Und was bringen diese Gedanken?
Was geschehen ist, ist geschehen. Ich kann durch Denken die Vergangenheit nicht verändern. Außer sie vielleicht schön oder schlecht zu denken. Aber sie ändern sich trotzdem nicht, egal wie sehr ich es mir auch wünsche, verzweifle oder wehklage.
Und die Gedanken über die Zukunft? Mal ehrlich – wieviel Deiner Zukunftspläne bzw. Gedanken von vor 10 oder 20 Jahren sind genau so eingetreten – egal ob Träume oder Befürchtungen?

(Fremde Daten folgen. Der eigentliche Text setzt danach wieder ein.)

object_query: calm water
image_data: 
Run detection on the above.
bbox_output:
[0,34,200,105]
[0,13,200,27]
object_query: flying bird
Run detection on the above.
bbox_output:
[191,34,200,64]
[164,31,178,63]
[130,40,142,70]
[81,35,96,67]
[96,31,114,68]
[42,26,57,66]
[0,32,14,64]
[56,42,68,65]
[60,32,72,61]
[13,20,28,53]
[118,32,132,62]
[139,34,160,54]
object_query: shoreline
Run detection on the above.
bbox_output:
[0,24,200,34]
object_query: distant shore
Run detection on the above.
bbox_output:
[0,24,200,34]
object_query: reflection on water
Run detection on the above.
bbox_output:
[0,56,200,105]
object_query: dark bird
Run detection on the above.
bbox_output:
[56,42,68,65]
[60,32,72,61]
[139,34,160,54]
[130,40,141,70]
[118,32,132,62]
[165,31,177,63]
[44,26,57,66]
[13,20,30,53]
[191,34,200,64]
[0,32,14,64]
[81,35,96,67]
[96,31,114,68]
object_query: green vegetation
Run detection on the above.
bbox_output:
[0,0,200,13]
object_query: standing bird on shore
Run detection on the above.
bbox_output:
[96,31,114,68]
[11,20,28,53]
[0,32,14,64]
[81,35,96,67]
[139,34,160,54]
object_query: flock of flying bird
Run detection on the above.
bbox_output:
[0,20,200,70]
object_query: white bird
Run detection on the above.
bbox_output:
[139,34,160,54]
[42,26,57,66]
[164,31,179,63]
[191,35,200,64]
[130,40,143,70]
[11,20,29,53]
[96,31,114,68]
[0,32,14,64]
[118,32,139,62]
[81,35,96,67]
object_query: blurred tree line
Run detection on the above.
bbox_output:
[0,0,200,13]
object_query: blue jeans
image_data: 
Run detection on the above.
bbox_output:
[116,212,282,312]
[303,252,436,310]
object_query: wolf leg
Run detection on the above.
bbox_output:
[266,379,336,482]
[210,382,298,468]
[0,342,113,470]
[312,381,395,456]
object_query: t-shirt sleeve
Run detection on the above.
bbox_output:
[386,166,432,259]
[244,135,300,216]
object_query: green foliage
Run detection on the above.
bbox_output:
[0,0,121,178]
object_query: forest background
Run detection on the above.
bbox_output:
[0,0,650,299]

In meinen „NOW HERE“ Meditationen komme ich zur Ruhe. Hier und jetzt. Ich kann denken was ich will, es ändert sich nichts. Auch wenn es nur für die Dauer einer Meditation anhalten sollte, so ist das zumindest ein kleiner Zeitraum von Freiheit, der sich groß anfühlt.
Durch immer häufigeres Gewahr sein im Jetzt, bekommst Du im Geist die Kapazitäten, Dich für Neues zu öffnen und unvoreingenommen an die Dinge heranzugehen, die Dich erwarten.
Ehrlicherweise mochte ich lange diese Erkenntnis nicht sonderlich, entbindet sie mich doch jedweder Kontrolle über mein Leben, denken und Sein.